# [Neural Networks and Deep Learning] week2. Neural Networks Basics

This week: logistic regression.

## Binary Classification & notation

ex. cat classifier from image image pixels: 64x64x3 ⇒ unroll(flatten) to a feature vector `x` dim=64x64x3=12288:=`n` (input dimension)

notation

• superscript `(i)` for ith example, e.g. `x^(i)`
• superscript `[l]` for lth layer, e.g. `w^[l]`
• `m`: number of data
• `n_x`: input dimension, `n_y`: output dimension.
• `n_h^[l]`: number of hidden units for layer l.
• `L`: number of layers
• `X`: dim=(`n_x`,`m`), each column is a training example x^(i).
• `Y`: dim=(`1`,`m`), one single `row` matrix.

# Logistic Regression as a Nueral Network

## Logistic Regression

dim(x) = n_x parameters: w (dim=n_x) , b (dim=1) (alternative notation: adding b to w → add x_0 = 1 to feature x. → will NOT use this notation here keeping w and b separate make implementation easier )

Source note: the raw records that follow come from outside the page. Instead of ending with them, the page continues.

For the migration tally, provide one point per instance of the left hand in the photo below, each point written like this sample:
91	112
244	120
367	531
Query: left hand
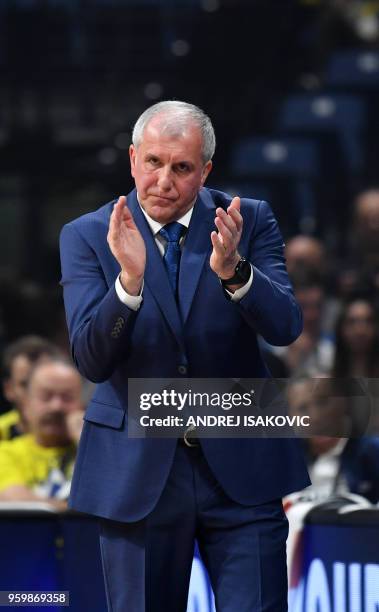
225	242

linear regression: `y_hat = w^T*x + b` logistic regssion: `y_hat = sigmoid(w^T*x + b)` sigmoid function: S-shaped function `sigmoid(z) = 1 / ( 1 + e^-z)` z large → sigmoid(z) ~= 1 z small → sigmoid(z) ~= 0

## Logistic Regression Cost Function

To train model for best parameters (w, b), need to define loss function.

y_hat: between (0,1) training set: {(x^(i), y^(i)))), i = 1..m} want: y_hat(i) ~= y(i)

Loss function `L(y_hat, y)`: on a single training example (x, y)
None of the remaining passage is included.